Entre seus romances mais famosos destacam-se A Mulher de Trinta Anos (1831-32), Eugènie Grandet (1833), O Pai Goriot (1834), O Lírio do Vale (1835), As Ilusões Perdidas (1839), A Prima Bette (1846) e O Primo Pons (1847). Desde Le Dernier Chouan (1829), que depois se transformaria em Les Chouans (1829, na tradução brasileira A Bretanha), Balzac denunciou ou abordou os problemas do dinheiro, da usura, da hipocrisia familiar, da constituição dos verdadeiros poderes na França liberal burguesa e, ainda que o meio operário não apareça diretamente em suas obras, discorreu sobre fenômenos sociais a partir da pintura dos ambientes rurais, como em Os Camponeses, de 1844. Além de romances, escreveu também "estudos filosóficos" (como A Procura do Absoluto, 1834) e estudos analíticos (como a Fisiologia do Casamento, que causou escândalo ao ser publicado em 1829).

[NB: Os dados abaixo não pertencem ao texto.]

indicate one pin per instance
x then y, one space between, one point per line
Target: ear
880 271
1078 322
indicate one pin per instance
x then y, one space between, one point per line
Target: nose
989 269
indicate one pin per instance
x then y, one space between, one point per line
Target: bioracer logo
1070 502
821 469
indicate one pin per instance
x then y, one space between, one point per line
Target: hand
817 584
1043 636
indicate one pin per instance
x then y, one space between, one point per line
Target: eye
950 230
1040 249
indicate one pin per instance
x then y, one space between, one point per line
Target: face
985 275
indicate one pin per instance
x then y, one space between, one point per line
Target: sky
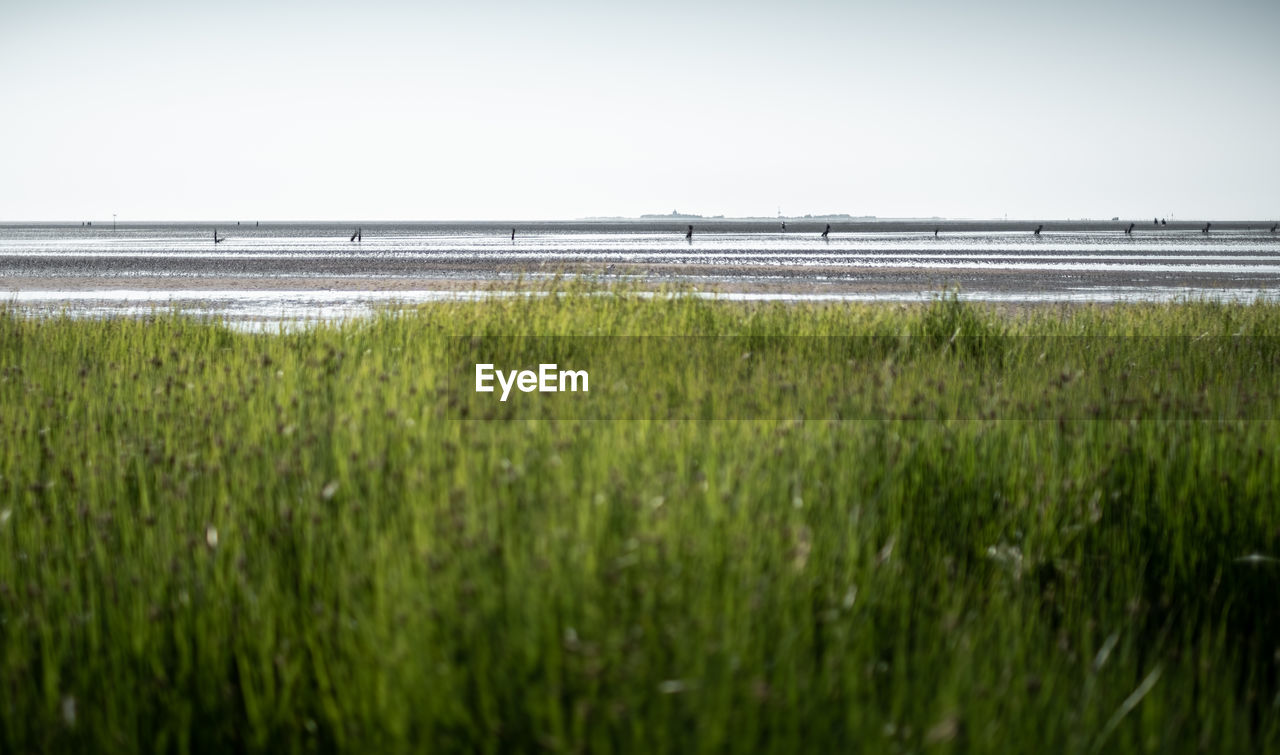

Balzac tinha uma enorme capacidade de trabalho, usada sobretudo para cobrir as dívidas que acumulava. De certo modo, suas despesas foram a razão pela qual, desde 1832 até sua morte, se dedicou incansavelmente à literatura. Sua extensa obra influenciou nomes como Proust, Zola, Dickens, Dostoyevsky, Flaubert, Henry James, Machado de Assis, Castelo Branco e Ítalo Calvino, e é constantemente adaptada para o cinema. Participante da vida mundana parisiense, teve vários relacionamentos, entre eles um célebre caso amoroso, desde 1832, com a polonesa Ewelina Hańska, com quem veio a se casar pouco antes de morrer.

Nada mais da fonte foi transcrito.